If your prerelease workflow is exactly like your release workflow, you can instead temporarily add a prerelease label by passing the --prerelease-label option or by setting the KNOPE_PRERELEASE_LABEL environment variable. This option overrides any set prerelease_label for any workflow run.

Going from Pre-release to Full Release

Let's say that in addition to the configuration from the above example, you also have a section like this:

[[workflows]]
name = "release"

[[workflows.steps]]
type = "PrepareRelease"

And your changelog looks like this (describing some pre-releases you already have):

## 2.0.0-rc.1 (2024-03-14)

### Bug Fixes

- A bug in the first `rc` that we fixed.

## 2.0.0-rc.0 (2024-02-29)

### Breaking Changes

- Cool new API

## 1.14.0 (2023-12-25)

The last 1.x release.

Now you're ready to release 2.0.0—the version that's going to come after 2.0.0-rc.1. If you run the defined release rule, it will go all the way back to the tag v1.14.0 and use the commits from that point to create the new version. In the end, you'll get version 2.0.0 with a new changelog entry like this:

## 2.0.0 (2024-04-09)

### Breaking Changes

- Cool new API

### Bug Fixes

- A bug in the first `rc` that we fixed.

Multiple Packages with Scopes

Here's a knope config with two packages: cli and lib.

[package.cli]
versioned_files = ["cli/Cargo.toml"]
changelog = "cli/CHANGELOG.md"
scopes = ["cli"]

[package.lib]
versioned_files = ["lib/Cargo.toml"]
changelog = "lib/CHANGELOG.md"
scopes = ["lib"]

[[workflows]]
name = "release"

[[workflows.steps]]
type = "PrepareRelease"

The cli package depends on the lib package, so they will likely change together. Let's say the version of cli is 1.0.0 and the version of lib is 0.8.9. We add the following commits:

  1. feat(cli): Add a new --help option to display usage and exit
  2. feat(lib)!: Change the error type of the parse function
  3. fix: Prevent a crash when parsing invalid input

The first two commits are scoped—they will only apply to the packages which have those scopes defined in their scopes array. The third commit is not scoped, so it will apply to both packages.

Note

Here, the configured scopes are the same a the name of the package. This is common, but not required.

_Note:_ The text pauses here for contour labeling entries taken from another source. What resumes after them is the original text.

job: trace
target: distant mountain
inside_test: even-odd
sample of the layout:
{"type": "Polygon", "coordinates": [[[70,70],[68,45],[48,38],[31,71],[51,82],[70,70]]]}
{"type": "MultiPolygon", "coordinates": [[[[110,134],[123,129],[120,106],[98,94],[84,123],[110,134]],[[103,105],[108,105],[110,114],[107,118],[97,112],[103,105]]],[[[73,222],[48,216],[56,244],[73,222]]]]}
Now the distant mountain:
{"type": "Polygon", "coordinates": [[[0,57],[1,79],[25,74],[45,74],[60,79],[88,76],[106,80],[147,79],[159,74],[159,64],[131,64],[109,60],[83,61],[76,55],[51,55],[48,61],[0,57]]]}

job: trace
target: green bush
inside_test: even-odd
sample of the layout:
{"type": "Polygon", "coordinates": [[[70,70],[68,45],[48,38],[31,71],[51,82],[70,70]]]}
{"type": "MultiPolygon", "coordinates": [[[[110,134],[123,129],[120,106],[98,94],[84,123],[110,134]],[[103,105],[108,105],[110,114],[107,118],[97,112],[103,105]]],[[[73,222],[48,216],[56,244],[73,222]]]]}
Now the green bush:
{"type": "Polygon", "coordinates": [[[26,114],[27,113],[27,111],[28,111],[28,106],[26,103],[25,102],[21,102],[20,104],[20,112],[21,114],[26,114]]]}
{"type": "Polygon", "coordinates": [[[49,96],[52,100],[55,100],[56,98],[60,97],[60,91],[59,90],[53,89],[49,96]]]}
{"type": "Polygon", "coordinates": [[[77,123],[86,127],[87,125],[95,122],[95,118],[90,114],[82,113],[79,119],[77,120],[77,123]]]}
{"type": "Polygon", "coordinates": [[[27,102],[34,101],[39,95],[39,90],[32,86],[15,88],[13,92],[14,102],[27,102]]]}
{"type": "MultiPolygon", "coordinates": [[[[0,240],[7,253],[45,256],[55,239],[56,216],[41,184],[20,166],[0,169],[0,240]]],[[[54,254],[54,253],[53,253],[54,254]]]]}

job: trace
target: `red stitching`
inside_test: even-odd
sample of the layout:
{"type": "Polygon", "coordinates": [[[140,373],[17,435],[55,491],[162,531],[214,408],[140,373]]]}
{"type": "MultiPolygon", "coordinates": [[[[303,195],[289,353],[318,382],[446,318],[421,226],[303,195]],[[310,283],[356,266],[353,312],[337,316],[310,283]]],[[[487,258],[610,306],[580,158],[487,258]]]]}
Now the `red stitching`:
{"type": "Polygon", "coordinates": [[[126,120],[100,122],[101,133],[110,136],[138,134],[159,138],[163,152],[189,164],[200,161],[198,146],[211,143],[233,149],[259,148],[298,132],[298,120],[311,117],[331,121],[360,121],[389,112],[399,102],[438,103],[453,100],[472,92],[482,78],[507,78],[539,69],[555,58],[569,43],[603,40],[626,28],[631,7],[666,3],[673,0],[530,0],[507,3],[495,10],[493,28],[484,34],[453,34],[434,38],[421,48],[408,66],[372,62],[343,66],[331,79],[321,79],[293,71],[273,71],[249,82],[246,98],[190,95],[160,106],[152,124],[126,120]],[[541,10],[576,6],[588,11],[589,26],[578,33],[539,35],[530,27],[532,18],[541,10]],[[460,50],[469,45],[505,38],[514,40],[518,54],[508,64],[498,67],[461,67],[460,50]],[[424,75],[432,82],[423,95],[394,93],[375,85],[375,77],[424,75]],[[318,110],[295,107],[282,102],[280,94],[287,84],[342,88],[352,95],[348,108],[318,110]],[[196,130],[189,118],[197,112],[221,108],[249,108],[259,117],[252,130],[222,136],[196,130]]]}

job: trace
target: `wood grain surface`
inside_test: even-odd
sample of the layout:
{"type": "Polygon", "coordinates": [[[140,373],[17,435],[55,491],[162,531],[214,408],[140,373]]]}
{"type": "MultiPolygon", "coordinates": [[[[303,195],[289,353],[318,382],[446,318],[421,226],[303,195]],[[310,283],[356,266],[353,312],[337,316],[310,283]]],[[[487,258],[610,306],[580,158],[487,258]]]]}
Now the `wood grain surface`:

When the release workflow is run, the cli package will be bumped to 1.1.0 and the lib package will be bumped to 0.9.0. The changelog for cli will look like this:

## 1.1.0 (2022-04-09)

### Features

- Add a new --help option to display usage and exit

### Fixes

- Prevent a crash when parsing invalid input

And the changelog for lib will look like this:

## 0.9.0 (2022-03-14)

### Breaking Changes

- Change the error type of the parse function

### Fixes

- Prevent a crash when parsing invalid input

Errors

The reasons this can fail:

  1. The version could not be bumped for some reason.
  2. The packages section is not configured correctly.
  3. There was nothing to release and allow_empty was not set to true. In this case it exits immediately so that there aren't problems with later steps.